И утешить-то он не умел впопад.

-- Да как же я  н а  п л я ж пойду?! -- вскричала она, проколотая новой

мыслью.-- На пляж!! Купаться как??! -- И ее штопором скрутило, сжевало, и

куда-то от Демки прочь и вниз, к полу, свалился корпус ее и голова,

обхваченная руками.

Невыносимо представились Асе купальники всех мод -- с бретельками и без

бретелек, соединенные и из двух предметов, всех мод сегодняшних и всех

грядущих, купальники оранжевые и голубые, малиновые и цвета морской волны,

одноцветные и полосчатые, и с круговыми каемочками, неиспробованные, не

осмотренные перед зеркалом -- все, которые никогда не будут ею куплены и

никогда надеты! И именно эта сторона ее существования -- невозможность

когда-нибудь еще появиться на пляже -- представилась ей сейчас самой

режущей, самой постыдной! Именно из-за этого теряло всякий смысл -- жить...

А Демка с высоких подушек бормотал что-то неумелое, неуместное:

-- Знаешь, если тебя никто не возьмет... Ну, я понимаю, конечно, какой

я теперь... А то я на тебе всегда женюсь охотно, это ты знай...

-- Слушай, Демка! -- укушенная новой мыслью, поднялась и развернулась к

нему Ася и смотрела открытыми глазами, без слез.-- А ведь слушай; ты --

последний! Ты -- последний, кто еще может увидеть ее и поцеловать! Уже никто

никогда больше не поцелует! Демка! Ну, хоть ты поцелуй! Хоть ты!

Она раздернула халат, да он сам уже не держался, и, снова кажется плача

или стоня, оттянула свободный ворот сорочки -- и оттуда выдвинулась ее

обреченная правенькая.

Это заблистало как солнце, вступившее прямо сюда! Засияла, запылала вся

палата! А румянце соска -- крупней, чем Демка держал в представлении! --

выплыло перед ним, и глаза не выдерживали этой розовости!

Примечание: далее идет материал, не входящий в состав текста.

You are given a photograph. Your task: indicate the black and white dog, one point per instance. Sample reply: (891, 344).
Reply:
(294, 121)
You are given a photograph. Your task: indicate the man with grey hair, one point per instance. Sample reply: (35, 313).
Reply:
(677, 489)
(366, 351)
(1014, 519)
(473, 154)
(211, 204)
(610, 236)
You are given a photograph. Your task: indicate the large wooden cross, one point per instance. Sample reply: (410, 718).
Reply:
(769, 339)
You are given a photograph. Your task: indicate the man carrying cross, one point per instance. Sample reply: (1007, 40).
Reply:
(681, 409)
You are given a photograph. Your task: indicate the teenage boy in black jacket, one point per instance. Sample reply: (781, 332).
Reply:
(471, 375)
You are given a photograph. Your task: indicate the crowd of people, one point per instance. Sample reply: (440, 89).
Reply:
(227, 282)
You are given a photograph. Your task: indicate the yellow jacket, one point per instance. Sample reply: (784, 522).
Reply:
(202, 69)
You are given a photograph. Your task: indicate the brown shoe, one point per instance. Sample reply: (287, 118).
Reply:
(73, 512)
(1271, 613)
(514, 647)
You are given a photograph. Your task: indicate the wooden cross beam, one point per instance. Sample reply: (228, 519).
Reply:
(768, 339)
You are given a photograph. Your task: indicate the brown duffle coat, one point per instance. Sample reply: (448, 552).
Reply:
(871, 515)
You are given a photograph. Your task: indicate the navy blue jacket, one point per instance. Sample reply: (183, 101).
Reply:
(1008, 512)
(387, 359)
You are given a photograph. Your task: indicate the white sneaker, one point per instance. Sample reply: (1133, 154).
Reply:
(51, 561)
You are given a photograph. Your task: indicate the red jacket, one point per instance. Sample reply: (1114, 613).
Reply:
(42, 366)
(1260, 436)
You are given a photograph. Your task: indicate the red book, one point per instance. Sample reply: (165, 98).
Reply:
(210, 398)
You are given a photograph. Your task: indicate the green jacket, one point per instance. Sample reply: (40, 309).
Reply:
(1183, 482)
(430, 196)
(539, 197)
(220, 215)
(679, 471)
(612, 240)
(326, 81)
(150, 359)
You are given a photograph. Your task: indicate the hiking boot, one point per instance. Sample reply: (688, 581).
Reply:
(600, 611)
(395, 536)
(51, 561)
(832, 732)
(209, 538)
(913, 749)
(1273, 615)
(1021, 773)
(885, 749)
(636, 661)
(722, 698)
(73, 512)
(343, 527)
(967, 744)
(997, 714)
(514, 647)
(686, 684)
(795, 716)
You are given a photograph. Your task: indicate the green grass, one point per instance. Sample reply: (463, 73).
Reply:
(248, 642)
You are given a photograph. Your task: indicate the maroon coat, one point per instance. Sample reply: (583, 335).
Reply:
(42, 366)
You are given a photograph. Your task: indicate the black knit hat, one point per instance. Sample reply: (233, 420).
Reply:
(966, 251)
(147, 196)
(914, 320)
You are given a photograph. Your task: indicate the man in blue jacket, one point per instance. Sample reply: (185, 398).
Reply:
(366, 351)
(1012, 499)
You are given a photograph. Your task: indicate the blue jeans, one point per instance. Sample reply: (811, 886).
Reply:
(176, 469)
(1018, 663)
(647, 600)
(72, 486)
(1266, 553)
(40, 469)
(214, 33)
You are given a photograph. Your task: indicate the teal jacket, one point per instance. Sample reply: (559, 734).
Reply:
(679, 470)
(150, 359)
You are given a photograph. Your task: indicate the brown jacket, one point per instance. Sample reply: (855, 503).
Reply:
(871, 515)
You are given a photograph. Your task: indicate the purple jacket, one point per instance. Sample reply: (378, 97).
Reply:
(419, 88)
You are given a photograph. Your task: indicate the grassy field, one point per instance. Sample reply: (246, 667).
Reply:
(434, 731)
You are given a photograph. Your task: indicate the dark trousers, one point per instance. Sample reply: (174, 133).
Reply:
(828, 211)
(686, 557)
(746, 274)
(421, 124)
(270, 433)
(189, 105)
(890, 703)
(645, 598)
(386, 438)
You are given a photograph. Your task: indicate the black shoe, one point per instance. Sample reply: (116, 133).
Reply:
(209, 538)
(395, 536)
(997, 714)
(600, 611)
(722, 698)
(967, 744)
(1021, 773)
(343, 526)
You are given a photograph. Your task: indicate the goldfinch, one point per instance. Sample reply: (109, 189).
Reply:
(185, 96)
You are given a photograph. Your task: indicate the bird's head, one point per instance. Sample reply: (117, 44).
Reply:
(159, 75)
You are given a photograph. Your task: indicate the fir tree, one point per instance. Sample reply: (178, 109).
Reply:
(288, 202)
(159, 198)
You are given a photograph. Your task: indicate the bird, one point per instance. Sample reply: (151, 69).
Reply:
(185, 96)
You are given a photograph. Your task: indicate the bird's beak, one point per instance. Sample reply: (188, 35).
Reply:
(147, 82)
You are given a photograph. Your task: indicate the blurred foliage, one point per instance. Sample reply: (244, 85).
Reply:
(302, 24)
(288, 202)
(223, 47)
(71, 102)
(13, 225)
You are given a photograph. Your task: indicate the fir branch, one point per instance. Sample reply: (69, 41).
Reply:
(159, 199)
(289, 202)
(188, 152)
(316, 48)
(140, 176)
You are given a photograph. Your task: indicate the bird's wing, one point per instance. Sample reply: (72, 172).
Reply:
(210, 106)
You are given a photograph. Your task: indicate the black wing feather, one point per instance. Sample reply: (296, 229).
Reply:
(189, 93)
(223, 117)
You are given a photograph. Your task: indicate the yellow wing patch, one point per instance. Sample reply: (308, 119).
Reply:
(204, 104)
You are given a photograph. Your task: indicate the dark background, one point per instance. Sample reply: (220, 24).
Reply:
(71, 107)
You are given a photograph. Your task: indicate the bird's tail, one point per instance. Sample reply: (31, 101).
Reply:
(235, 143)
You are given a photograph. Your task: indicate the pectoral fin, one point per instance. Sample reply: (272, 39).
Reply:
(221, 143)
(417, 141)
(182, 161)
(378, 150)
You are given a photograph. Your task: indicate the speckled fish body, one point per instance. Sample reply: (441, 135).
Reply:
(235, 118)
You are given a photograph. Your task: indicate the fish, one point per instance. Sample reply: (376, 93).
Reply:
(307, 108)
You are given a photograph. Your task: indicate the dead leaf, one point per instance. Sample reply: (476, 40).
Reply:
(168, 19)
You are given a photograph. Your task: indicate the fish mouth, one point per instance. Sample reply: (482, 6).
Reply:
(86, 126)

К его голове наклонила Ася совсем близко и держала так.

-- Целуй! Целуй! -- ждала, требовала она.

И вдыхая запазушное подаренное ему тепло, он стал тыкаться как

поросенок, благодарно и восхищенно, поспешными губами, во всю эту

изгибистую, налитую над ним поверхность, хранящую свою постоянную форму,

плавней и красивей которой ни нарисовать, ни вылепить.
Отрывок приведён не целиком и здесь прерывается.